How to Read Your Credit Report

If you are looking for a wise decision concerning your credit, then you may want to take a look at your credit report. Once you have obtained a copy of your credit report it is just as important to know how to read it. There are lots of numbers and different accounts on one piece of paper and you will want to be able to understand what you are looking at and what it all means.

Three major credit-reporting agencies There are three major credit-reporting agencies that will play a big part in your credit. These three are Experian, TransUnion, and Equifax. You should print a copy of your credit report from these three companies at least every 12 months. You can find out more about these companies online and they will show you how to obtain a free report.

What is in these reports? The three major credit reports will have different information in them. This is because it is a system that has different creditors that subscribe to them and that is how they get their information.

The main parts of a credit report A credit report is divided into four sections, identifying information, credit history, public records, and inquiries. Your identifying information is the part that identifies who you are. Their maybe hundreds of people with the same name but everyone has a different social security number. They will also confirm your driver's license number, address, and phone number.

Credit history The second part of your credit report is your credit history. Each account will have the name of the creditor and the account number. You will need to make sure that these are valid accounts that you have now or had at one time. If they are wrong, you will be given a chance to dispute them.

Public records This is the part that obtains any information about your criminal record. This will also include any arrests or bad judgments that have been made against you. This is a section that is better off blank for obvious reasons.
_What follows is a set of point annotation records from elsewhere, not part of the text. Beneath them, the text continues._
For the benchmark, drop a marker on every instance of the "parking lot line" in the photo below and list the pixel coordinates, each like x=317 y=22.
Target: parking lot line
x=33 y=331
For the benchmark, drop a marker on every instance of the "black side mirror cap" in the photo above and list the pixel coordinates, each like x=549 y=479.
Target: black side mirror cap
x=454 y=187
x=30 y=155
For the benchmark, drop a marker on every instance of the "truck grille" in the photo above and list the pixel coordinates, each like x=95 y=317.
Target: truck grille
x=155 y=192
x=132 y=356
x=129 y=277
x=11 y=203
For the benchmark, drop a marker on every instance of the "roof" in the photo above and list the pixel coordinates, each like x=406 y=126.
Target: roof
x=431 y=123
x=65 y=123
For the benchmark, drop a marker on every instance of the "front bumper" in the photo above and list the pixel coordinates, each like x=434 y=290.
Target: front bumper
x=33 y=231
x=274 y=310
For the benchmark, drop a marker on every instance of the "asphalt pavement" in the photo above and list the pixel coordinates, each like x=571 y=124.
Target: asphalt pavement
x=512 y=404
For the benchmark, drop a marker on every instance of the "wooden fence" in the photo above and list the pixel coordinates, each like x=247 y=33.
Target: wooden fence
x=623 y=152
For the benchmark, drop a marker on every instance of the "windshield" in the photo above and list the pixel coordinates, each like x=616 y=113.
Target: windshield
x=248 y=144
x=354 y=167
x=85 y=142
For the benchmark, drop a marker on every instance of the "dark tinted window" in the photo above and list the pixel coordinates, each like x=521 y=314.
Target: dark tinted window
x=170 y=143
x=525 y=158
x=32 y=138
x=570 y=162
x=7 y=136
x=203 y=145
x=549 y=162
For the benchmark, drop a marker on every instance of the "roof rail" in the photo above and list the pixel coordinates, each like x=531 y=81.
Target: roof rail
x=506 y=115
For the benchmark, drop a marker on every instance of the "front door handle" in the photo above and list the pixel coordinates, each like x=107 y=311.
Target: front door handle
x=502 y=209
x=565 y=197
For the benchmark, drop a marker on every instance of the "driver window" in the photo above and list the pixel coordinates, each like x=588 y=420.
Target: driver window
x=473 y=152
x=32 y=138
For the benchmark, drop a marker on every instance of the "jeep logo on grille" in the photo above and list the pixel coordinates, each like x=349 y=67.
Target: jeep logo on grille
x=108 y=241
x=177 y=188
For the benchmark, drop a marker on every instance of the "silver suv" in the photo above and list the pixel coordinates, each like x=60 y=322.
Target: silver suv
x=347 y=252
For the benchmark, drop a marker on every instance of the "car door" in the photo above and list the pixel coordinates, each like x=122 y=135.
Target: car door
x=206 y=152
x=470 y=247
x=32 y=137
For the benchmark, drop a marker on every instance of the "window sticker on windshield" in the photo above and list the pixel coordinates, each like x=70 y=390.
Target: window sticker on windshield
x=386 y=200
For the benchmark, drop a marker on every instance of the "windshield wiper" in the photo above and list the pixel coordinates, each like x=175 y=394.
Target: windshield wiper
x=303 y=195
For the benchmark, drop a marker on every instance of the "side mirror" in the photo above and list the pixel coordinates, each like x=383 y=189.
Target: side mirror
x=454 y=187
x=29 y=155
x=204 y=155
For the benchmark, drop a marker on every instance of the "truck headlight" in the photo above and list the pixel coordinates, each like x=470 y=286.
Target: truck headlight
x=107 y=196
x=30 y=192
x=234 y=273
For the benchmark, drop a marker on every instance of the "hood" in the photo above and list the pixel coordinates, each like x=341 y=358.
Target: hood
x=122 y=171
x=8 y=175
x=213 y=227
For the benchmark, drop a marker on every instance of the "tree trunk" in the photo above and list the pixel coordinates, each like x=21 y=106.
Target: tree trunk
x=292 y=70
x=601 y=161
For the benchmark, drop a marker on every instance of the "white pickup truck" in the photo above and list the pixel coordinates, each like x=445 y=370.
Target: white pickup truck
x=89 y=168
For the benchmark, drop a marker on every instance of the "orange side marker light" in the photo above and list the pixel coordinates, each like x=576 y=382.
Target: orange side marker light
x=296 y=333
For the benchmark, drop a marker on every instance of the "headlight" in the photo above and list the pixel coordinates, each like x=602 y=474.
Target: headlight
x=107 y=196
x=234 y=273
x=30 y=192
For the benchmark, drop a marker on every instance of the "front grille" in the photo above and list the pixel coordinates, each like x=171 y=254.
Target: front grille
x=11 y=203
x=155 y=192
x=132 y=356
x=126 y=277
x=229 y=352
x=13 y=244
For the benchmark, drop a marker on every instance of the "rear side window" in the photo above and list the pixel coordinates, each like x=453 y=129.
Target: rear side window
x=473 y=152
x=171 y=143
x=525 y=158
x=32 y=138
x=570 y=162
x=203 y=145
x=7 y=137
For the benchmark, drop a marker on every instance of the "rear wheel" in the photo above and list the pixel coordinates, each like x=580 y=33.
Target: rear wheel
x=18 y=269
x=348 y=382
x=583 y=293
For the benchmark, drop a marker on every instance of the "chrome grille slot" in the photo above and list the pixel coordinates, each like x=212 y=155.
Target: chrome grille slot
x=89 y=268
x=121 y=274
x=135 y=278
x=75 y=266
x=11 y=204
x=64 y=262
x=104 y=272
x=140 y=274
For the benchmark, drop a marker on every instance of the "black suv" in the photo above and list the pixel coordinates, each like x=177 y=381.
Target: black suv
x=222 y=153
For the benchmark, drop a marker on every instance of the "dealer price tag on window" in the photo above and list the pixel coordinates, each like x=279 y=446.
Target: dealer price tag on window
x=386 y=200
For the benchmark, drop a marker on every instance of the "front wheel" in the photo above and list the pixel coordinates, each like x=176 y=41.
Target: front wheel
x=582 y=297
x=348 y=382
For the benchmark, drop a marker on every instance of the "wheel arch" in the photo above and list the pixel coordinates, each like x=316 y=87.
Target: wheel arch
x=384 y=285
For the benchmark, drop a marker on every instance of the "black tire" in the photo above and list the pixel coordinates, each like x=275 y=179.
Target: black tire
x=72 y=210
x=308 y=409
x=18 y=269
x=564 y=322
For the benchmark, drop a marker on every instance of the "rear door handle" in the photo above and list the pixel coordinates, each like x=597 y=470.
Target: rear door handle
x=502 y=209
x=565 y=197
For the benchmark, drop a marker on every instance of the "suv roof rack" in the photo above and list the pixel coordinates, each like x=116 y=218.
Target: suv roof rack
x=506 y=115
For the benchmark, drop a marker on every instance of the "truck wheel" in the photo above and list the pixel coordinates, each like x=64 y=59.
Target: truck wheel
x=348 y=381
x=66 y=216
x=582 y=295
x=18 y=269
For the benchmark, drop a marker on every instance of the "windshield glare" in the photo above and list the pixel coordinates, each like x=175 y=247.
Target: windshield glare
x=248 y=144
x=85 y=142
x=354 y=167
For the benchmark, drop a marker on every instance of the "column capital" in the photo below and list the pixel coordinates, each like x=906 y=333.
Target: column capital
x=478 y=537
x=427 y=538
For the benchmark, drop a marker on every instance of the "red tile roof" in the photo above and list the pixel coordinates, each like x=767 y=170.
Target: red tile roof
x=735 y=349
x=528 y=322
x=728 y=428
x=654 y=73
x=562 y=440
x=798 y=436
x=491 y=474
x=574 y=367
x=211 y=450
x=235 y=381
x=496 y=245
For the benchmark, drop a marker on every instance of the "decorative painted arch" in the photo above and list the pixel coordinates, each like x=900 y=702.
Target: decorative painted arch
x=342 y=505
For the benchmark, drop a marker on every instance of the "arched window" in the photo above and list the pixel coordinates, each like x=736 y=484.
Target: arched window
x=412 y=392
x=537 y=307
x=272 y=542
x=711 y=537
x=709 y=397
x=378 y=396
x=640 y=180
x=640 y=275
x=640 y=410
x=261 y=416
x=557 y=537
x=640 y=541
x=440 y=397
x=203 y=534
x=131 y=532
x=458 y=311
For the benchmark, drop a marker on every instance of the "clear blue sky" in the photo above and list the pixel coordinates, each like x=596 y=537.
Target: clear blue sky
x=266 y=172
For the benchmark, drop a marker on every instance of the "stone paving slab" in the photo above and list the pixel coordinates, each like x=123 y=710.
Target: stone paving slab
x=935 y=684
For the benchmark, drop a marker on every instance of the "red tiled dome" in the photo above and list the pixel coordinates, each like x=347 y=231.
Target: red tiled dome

The last part of the credit report The last part to a credit report is the inquiries. This is anyone who has seen a copy of your credit report. Anytime that you apply for a loan or line of credit, some one will see your report and they will post an inquiry. This is a very detailed report. It is not a good thing to have a lot of inquiries on your report.

Change your report If there is any information that is questionable, you will have a chance to dispute it. The dispute will be reviewed and it may be taken off your report.